Besides, leading investment firms are also beginning to accept crypto. JPMorgan Chase, for example, regularly publishes reports on crypto assets and collaborated with blockchain project Polygon in 2022 to conduct cross-border transaction trials. Goldman Sachs has taken an even more positive stance on crypto: It offered the first Bitcoin-backed lending facility, engaged in over-the-counter Bitcoin options trading, and established a dedicated digital assets team. Additionally, other Wall Street banking giants like Citigroup, Wells Fargo, and Morgan Stanley are also venturing into blockchain and cryptocurrency.
Is Wall Street the Optimal Solution for Web3?
The shift in Wall Street’s attitude towards cryptos is evident. On the one hand, cryptos continue to set new records in terms of market cap, emerging as the best-performing innovative assets in recent years, which compelled Wall Street to study this new invention. On the other hand, with the advancement of blockchain technology, Web3 applications have matured, giving rise to innovative categories such as DeFi, NFTs, and DAOs. The new categories have attracted a growing number of users, demonstrating that cryptos are no longer just concepts without real-world applications. As such, Wall Street must recognize Web3’s value and future potential.
That said, Wall Street didn’t really embrace Web3; it had to accept Web3 in order to better preserve the legacy financial system. To that end, Wall Street elites have attempted to “conquer” the crypto industry through massive acquisitions, but it seems that their efforts have not yielded the desired results. For example, Sam Bankman-Fried, a former whiz-kid trader backed by Wall Street capital, led FTX in aggressive acquisitions and expansions while attempting to corner the DeFi market using industry standards. However, he ultimately had to file for bankruptcy due to misappropriation of user funds.
The principles advocated by Wall Street go counter to the spirit of Web3 and crypto, a contradiction well demonstrated during the GameStop saga. Web3 proposes decentralization, openness, transparency, and equality for all, while Wall Street always looks down upon retail investors and upholds the interests of the elites.

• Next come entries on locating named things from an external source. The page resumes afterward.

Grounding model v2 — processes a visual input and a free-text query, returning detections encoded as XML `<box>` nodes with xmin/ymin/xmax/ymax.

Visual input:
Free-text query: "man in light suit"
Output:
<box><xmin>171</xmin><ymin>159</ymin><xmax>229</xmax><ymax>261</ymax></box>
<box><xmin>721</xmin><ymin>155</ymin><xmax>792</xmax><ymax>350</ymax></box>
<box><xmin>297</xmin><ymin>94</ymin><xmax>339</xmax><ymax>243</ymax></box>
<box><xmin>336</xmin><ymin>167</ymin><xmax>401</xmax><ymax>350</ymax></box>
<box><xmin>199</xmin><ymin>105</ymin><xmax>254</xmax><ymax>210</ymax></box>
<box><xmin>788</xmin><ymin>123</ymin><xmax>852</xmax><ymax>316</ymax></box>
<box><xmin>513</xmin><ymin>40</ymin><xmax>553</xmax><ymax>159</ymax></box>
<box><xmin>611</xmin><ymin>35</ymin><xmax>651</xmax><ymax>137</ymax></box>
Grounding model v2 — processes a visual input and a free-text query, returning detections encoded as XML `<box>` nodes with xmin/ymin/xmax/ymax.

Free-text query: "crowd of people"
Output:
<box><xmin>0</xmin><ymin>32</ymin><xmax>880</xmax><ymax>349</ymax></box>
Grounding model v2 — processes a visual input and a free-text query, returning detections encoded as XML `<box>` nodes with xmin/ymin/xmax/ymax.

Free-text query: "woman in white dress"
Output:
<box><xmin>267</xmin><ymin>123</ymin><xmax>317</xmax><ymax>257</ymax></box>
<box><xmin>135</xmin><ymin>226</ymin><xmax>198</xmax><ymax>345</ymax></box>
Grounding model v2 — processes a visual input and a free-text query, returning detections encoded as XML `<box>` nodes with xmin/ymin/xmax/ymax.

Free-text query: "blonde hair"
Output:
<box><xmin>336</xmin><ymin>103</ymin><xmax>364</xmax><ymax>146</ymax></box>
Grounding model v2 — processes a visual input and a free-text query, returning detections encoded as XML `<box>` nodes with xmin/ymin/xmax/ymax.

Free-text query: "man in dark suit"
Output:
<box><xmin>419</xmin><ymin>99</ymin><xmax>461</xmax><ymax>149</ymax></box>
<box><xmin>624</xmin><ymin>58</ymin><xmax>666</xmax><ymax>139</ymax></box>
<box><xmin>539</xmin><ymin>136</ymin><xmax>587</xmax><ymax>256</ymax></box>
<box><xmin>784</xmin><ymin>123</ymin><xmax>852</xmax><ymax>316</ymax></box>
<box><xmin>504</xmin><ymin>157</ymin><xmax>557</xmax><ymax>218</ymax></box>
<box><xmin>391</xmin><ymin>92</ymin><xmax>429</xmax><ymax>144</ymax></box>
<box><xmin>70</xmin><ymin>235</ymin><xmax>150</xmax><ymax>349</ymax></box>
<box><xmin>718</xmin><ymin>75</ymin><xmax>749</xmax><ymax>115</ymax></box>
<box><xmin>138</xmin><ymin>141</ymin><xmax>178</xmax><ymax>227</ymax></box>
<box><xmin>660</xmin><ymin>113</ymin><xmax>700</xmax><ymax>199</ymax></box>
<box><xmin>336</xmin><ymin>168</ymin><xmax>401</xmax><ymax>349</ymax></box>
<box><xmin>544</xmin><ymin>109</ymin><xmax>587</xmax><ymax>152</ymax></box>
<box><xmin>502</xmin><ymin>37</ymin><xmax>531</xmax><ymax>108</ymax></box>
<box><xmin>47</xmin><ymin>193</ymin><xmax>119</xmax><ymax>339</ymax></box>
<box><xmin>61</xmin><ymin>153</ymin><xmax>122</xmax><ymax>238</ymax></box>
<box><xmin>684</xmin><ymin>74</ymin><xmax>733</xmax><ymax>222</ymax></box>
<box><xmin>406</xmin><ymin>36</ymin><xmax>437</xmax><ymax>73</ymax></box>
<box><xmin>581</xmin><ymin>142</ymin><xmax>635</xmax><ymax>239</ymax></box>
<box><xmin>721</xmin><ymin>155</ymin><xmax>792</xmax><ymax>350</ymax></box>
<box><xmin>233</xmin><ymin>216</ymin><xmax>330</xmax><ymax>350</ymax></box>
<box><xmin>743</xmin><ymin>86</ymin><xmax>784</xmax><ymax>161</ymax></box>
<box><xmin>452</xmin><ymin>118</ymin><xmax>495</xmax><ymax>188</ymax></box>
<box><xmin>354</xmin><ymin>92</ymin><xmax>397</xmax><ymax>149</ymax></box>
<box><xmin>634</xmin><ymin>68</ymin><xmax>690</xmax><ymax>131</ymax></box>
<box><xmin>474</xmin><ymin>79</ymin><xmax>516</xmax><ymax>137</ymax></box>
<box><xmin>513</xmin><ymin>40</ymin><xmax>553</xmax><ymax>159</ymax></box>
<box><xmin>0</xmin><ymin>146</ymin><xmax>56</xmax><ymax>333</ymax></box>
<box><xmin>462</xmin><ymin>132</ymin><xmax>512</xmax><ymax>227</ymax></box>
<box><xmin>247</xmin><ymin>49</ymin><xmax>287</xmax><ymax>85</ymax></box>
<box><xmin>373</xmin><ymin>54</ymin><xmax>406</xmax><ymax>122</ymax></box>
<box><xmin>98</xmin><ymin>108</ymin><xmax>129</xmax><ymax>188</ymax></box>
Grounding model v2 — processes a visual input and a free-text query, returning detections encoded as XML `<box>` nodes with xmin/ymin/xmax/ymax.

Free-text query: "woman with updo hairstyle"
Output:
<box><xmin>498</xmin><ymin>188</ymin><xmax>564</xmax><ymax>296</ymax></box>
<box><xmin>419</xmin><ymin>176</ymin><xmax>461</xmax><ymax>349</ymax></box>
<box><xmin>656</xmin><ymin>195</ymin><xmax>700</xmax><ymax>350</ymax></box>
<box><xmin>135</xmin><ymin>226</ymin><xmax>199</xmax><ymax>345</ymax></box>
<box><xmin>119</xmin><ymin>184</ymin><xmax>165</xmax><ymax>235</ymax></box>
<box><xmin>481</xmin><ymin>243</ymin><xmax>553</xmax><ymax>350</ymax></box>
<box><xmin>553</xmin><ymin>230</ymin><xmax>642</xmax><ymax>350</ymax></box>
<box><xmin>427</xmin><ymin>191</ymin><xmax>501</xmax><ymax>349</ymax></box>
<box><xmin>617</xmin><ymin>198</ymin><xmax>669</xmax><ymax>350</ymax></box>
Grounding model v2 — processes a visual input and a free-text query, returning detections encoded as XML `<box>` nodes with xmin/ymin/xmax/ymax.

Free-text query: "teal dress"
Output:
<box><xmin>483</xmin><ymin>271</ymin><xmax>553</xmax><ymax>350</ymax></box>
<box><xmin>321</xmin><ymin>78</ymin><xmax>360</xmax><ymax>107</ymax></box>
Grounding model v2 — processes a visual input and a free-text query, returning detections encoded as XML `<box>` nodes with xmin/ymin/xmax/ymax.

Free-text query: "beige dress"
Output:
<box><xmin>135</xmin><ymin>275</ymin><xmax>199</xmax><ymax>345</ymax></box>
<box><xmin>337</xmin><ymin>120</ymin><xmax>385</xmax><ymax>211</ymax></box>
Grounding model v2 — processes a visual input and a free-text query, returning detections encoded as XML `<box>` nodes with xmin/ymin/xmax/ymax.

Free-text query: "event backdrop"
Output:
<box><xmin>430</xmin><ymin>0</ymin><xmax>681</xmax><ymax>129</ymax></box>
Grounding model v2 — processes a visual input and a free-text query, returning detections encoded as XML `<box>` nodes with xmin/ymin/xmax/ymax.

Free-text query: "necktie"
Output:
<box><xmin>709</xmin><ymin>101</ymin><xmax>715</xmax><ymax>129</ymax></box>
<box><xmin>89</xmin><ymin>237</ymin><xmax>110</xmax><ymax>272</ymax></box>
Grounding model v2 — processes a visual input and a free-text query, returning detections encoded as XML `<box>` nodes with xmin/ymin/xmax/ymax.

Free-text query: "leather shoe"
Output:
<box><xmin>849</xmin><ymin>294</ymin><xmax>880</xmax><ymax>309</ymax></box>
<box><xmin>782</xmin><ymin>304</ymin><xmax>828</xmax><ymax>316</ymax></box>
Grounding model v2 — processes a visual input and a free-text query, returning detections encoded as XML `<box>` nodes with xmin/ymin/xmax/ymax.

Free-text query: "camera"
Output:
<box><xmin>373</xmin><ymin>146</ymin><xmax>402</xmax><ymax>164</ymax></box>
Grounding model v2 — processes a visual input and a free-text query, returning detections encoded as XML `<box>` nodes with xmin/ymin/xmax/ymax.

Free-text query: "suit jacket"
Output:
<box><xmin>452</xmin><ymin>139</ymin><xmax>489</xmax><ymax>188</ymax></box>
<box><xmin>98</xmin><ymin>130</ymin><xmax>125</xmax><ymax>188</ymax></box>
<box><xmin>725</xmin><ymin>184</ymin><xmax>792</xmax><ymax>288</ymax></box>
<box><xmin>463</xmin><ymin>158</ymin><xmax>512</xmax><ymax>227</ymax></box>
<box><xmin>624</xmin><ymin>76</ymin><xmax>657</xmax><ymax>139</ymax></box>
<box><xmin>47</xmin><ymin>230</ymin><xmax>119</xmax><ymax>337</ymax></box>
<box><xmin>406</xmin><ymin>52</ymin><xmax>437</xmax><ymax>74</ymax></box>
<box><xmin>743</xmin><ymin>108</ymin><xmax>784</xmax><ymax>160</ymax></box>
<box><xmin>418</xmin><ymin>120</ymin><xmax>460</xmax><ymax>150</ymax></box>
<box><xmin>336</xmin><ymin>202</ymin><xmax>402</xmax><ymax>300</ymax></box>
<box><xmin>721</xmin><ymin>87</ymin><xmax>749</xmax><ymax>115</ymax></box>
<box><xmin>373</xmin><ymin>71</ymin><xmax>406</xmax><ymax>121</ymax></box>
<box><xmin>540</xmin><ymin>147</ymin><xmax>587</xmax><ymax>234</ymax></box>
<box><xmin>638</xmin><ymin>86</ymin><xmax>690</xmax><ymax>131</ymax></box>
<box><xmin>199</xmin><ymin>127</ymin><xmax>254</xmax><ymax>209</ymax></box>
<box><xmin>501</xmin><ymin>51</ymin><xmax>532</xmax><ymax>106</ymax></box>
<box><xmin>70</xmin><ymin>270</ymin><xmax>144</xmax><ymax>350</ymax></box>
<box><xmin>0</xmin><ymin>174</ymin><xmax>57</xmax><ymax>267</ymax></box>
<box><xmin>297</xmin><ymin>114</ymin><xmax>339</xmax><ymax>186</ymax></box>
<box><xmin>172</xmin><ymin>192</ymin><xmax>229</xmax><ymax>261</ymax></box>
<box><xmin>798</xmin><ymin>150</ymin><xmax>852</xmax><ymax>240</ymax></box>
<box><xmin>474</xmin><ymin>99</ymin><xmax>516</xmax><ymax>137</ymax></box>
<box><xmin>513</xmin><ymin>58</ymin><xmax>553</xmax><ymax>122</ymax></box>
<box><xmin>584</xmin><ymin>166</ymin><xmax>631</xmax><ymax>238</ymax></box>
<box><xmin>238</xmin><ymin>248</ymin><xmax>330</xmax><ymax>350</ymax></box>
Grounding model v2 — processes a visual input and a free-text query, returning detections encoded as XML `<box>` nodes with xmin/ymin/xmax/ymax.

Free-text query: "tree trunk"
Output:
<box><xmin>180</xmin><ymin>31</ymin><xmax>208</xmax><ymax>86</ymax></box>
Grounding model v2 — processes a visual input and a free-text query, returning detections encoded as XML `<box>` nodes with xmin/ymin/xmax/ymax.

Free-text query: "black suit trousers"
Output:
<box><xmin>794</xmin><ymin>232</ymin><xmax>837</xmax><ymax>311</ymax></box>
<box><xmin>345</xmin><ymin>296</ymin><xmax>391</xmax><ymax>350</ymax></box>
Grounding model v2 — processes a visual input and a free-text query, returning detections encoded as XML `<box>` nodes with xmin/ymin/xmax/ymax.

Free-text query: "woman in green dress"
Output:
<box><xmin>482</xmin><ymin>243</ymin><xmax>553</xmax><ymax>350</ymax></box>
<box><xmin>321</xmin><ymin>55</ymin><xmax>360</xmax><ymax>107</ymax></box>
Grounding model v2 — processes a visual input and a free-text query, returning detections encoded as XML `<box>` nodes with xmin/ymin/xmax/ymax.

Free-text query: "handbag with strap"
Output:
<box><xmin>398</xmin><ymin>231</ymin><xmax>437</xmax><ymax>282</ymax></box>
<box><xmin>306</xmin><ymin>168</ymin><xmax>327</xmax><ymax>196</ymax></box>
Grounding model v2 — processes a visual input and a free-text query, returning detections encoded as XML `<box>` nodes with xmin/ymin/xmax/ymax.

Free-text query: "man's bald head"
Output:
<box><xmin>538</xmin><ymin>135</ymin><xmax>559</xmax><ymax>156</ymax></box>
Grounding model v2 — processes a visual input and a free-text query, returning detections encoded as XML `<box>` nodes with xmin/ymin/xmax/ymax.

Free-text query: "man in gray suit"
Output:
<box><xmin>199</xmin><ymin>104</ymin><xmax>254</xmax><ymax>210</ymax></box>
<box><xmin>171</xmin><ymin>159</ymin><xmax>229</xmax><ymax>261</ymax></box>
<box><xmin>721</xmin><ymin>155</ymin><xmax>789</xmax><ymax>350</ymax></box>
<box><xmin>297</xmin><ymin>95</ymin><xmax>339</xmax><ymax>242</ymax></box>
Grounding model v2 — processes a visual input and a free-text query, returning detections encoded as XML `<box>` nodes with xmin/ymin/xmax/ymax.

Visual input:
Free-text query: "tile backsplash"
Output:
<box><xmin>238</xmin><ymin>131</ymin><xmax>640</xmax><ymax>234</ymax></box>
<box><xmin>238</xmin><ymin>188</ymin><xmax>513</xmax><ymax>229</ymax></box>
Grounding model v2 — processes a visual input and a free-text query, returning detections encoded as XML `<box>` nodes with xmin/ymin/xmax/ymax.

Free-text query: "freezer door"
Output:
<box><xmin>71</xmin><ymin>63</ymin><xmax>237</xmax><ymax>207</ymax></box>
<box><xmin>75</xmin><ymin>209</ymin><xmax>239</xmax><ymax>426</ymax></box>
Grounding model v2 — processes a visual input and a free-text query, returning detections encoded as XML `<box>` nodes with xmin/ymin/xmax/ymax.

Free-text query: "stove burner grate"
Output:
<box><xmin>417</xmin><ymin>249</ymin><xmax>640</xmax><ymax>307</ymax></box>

Wall Street elites cannot ignore the “elephant in the room”, which is crypto in this case, but the development of Web3 is not just a party for Wall Street. In Lebanon, where the banking system has almost collapsed, many businesses are quoting prices in Bitcoin. Vietnam, with one of the lowest financial inclusion rates globally, ranks among the top in terms of crypto adoption, according to Chainalysis. Around the world, a huge number of unbanked individuals are making transactions with crypto.
It is clear that Web3 projects with widespread adoption are the ones that will achieve long-term success. As highlighted by the global crypto exchange CoinEx, the ultimate solution for the future Web3 and crypto industry involves “breaking free from the traditional financial shackles, bridging the information gap between retail investors and institutional players, and enabling everyone to enjoy accessible, transparent crypto services.”